Sexta, 27 Novembro 2020 18:55

Retrocessos impostos pela reforma trabalhista se agravaram na pandemia, afirma Rita Cortez

“Os graves retrocessos nos direitos trabalhistas provocados pela reforma trabalhista, incluindo os de natureza coletiva, apenas foram agravados pelas medidas que, tomadas durante a pandemia, intensificam o conflito entre o capital e o trabalho e, consequentemente, a concentração das riquezas.” A afirmação foi feita pela presidente nacional do Instituto dos Advogados Brasileiros (IAB), Rita Cortez, nesta sexta-feira (27/11), em palestra sobre ‘O direito coletivo e a atuação sindical durante a pandemia do coronavírus’, no I Fórum Nacional da Advocacia Trabalhista. Segundo Rita Cortez, “o conjunto de normas editadas pela reforma e os atos emergenciais baixados na pandemia enfraqueceram a estrutura sindical”. 
A advogada trabalhista participou do painel ‘Relações coletivas de trabalho em tempos de pandemia’, conduzido pelo presidente da Caixa de Assistência da Advocacia do Estado do Rio de Janeiro (Caarj), Ricardo Menezes. Ela apresentou números do Instituto Brasileiro de Geografia e Estatística (IBGE), que “produzem um choque de realidade”. A presidente do IAB informou que, no mês de outubro, o País somava 11,9 milhões de trabalhadores sem carteira assinada, 25 milhões na informalidade e quatro milhões fora do mercado de trabalho. “Ou seja, quatro milhões de clandestinos”, resumiu.  

Rita Cortez disse que a pandemia não criou situações novas, mas deu visibilidade à tragédia do desemprego estrutural e da desigualdade social anterior à pandemia. A advogada criticou a decisão do Supremo Tribunal Federal (STF), que considerou constitucional a Medida Provisória 936/2020. Contrariando a Constituição Federal, a MP permitiu a redução de salários e da jornada de trabalho durante a pandemia por meio de acordos individuais, excluindo a negociação coletiva, instrumento de diálogo entre empregados e empregadores.  
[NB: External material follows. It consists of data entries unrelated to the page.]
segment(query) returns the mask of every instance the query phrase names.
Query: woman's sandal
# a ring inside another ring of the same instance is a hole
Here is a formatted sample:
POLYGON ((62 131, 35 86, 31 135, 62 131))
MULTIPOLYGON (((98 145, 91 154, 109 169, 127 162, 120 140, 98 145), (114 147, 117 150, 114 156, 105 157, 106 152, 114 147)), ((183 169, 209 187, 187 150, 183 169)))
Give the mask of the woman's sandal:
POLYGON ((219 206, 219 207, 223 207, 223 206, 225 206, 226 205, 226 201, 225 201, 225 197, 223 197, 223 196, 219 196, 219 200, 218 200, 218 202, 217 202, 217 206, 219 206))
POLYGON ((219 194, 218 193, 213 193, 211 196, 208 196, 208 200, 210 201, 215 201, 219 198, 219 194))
“O movimento sindical, os acordos e as convenções coletivas de trabalho ficam enfraquecidos por decisões como essa”, afirmou Rita Cortez, que acrescentou: “Não é admissível também a inobservância de normas constitucionais que consagram direitos sociais fundamentais, sendo um perigoso precedente judicial, principalmente quando justificado na excepcionalidade criada na pandemia”.  

No mesmo painel também fizeram palestras os advogados trabalhistas Fernando Carlos Paiva, que tratou de ‘Gerenciamento das relações de trabalho por instrumento coletivo’, e Eduardo Caringi Raupp, que falou sobre ‘Teletrabalho e a insegurança jurídica – um caminho para a criatividade das negociações coletivas’.  

Organizado pelo Instituto Moema Baptista, o I Fórum Nacional da Advocacia Trabalhista recebeu o apoio de diversas entidades, entre as quais o IAB, e teve como tema central ‘A sinergia da advocacia trabalhista nacional’. Na abertura, foi prestada uma homenagem póstuma à advogada trabalhista Moema Baptista. Ela foi vice-presidente do IAB e a primeira mulher a presidir a Associação Brasileira de Advogados Trabalhistas (Abrat), no biênio 1989/1991. Moema Baptista morreu aos 77 anos, no dia 12 de julho último.